UPnRIDE provides tremendous benefits to its users. To start, it increases independence allowing users to move freely and safely without and help or aid. Second, It improves health as standing up vertically has been proven to be a vital medical necessity. Standing upright counterbalances the impact of prolonged sitting, empowers functional activities, and enhances overall health. For people with serious spinal cord injuries, the act of standing also helps stave off cardiovascular, respiratory and other problems that can arise, said Gabi Zeilig, director of the neurological rehabilitation department at Israel's Sheba Medical Center. Next, it diminishes the visibility of the disability. Users are positioned at an eye-level view in social interactions, enhancing dignity, social inclusion and self-esteem, and heightening quality of life. Lastly, it will reduce medical costs especially the secondary complications of long-term sitting, lowering the need for hospitalization, medications and physiotherapy. This provides savings for health insurers, users, and their families. “There are other standing wheelchairs available on the market,” said Tamari, “But UPnRIDE is unique in that it provides users with full, safe, functional mobility in an upright position in practically any urban environment, both indoors and outdoors. By enabling upright mobility, UPnRIDE delivers numerous health, economic and societal benefits. It shifts attention away from the disability, providing wheelchair users with a fresh, new perspective of the world, of themselves and of life.”

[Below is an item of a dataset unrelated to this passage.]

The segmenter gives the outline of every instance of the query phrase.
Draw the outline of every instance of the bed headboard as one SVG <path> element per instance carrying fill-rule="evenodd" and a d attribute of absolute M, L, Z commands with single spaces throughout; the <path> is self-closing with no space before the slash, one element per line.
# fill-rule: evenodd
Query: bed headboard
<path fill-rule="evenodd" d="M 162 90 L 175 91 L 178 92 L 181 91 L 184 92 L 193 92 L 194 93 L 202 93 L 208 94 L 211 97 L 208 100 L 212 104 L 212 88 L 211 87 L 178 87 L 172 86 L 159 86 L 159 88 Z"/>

How close are we to having this life-changing product hit the market? UPnRIDE is waiting for results from two important trials. Zeilig ran a clinical trial of the product and the U.S. Department of Veterans Affairs in New York did a second study. Once these two studies are completed, UPnRIDE will be ready to start manufacturing and selling its commercial product, which they hope to do starting in the second half of 2017. In terms of price, high-end wheelchairs cost between $15,000 and $50,000 and UPnRIDE has set its target to be somewhere in the middle at roughly $32,000. Though it isn’t manufactured commercially yet, in August 2015, Goffer was able to leave his home standing up for the first time since the accident, using UPnRIDE. At the time, he said “It was a very strange feeling, an extremely good one.” A brighter future for many disabled people is closer than we might think, and that will be a tremendous advancement in the lives of so many.